Les chemins de garance

L'ouvrage:
La famille Vidal cultive la garance. Augustin, l'aïeul de la famille, ne cesse de harceler Camille, sa petite-fille, la traitant de bâtarde, sans que celle-ci puisse comprendre pourquoi. La jeune fille sait seulement que sa mère, Angeline, est partie après sa naissance. Quant à son père, ce qu'elle sait est encore plus flou.
Camille voue un culte à la culture de la garance, et compte bien reprendre le flambeau. Elle grandit sous l'égide de Nine, la servante qui était dévouée à Angeline.

En 1829, l'été de ses dix-sept ans, Camille rencontre Félix Missonnier, fils d'un ingénieur. Les deux jeunes gens tombent vite amoureux l'un de l'autre, et doivent affronter la désapprobation de leurs familles, surtout de celle de Félix qui pense que ce serait une mésalliance.

Critique:
C'est le troisième livre de Françoise Bourdon que je lis. Ayant été très déçue par «Les tisserands de la Licorne», j'avais très peur que ce livre ne soit pas bien. Je l'ai emprunté pour donner une autre chance à la romancière, et aussi parce qu'il était lu par Anne-Marie Scaramuzzi.

Bien sûr, il y a certains thèmes récurrents qui deviennent clichés: les deux jeunes gens dont l'amour est contrarié par des familles qui désapprouvent pour de mauvaises raisons.
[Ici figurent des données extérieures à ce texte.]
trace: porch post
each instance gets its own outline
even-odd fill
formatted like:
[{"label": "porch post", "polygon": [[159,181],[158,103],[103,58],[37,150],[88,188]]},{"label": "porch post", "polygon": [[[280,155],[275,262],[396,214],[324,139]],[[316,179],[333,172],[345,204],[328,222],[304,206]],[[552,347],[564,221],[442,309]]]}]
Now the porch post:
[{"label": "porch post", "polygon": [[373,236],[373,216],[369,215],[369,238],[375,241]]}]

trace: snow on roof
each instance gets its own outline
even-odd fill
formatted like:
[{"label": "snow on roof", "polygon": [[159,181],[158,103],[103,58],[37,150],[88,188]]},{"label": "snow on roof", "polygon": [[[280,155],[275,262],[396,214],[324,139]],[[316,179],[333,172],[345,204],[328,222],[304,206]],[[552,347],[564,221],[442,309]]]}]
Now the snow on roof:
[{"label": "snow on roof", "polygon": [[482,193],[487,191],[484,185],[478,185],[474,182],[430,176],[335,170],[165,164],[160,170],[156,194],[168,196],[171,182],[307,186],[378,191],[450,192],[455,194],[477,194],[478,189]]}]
Ce thème devient lassant, à la longue.
Le thème de la famille exploitant quelque chose (ici, la garance), est également récurrent.
Comme dans beaucoup de romans de ce genre, on a affaire à de lourds secrets de famille. Parfois, lorsque le lecteur apprend lesdits secrets, il hausse les épaules, et soupire de lassitude. Pourquoi faire tout un plat de secrets si dérisoires?, pense-t-il. Ici, ce n'est pas le cas. On peut seulement reprocher à Françoise Bourdon de faire traîner les choses avant que Camille n'apprenne la vérité.

La façon dont Nine et monsieur Etienne se débarrassent du problème qu'est Lucien est un peu facile. Je veux dire que la romancière aurait pu trouver autre chose d'un peu moins gros, et, pour une fois, d'un peu plus conventionnel.

Dans ce roman, Françoise Bourdon plante bien le décor. Apparemment, elle sait planter un décor, car je lui avais déjà fait ce compliment dans «Les tisserands de la Licorne». Ici, le lecteur est immergé dans l'histoire, dans l'époque. Il se documente sur la culture de la garance tout en se divertissant.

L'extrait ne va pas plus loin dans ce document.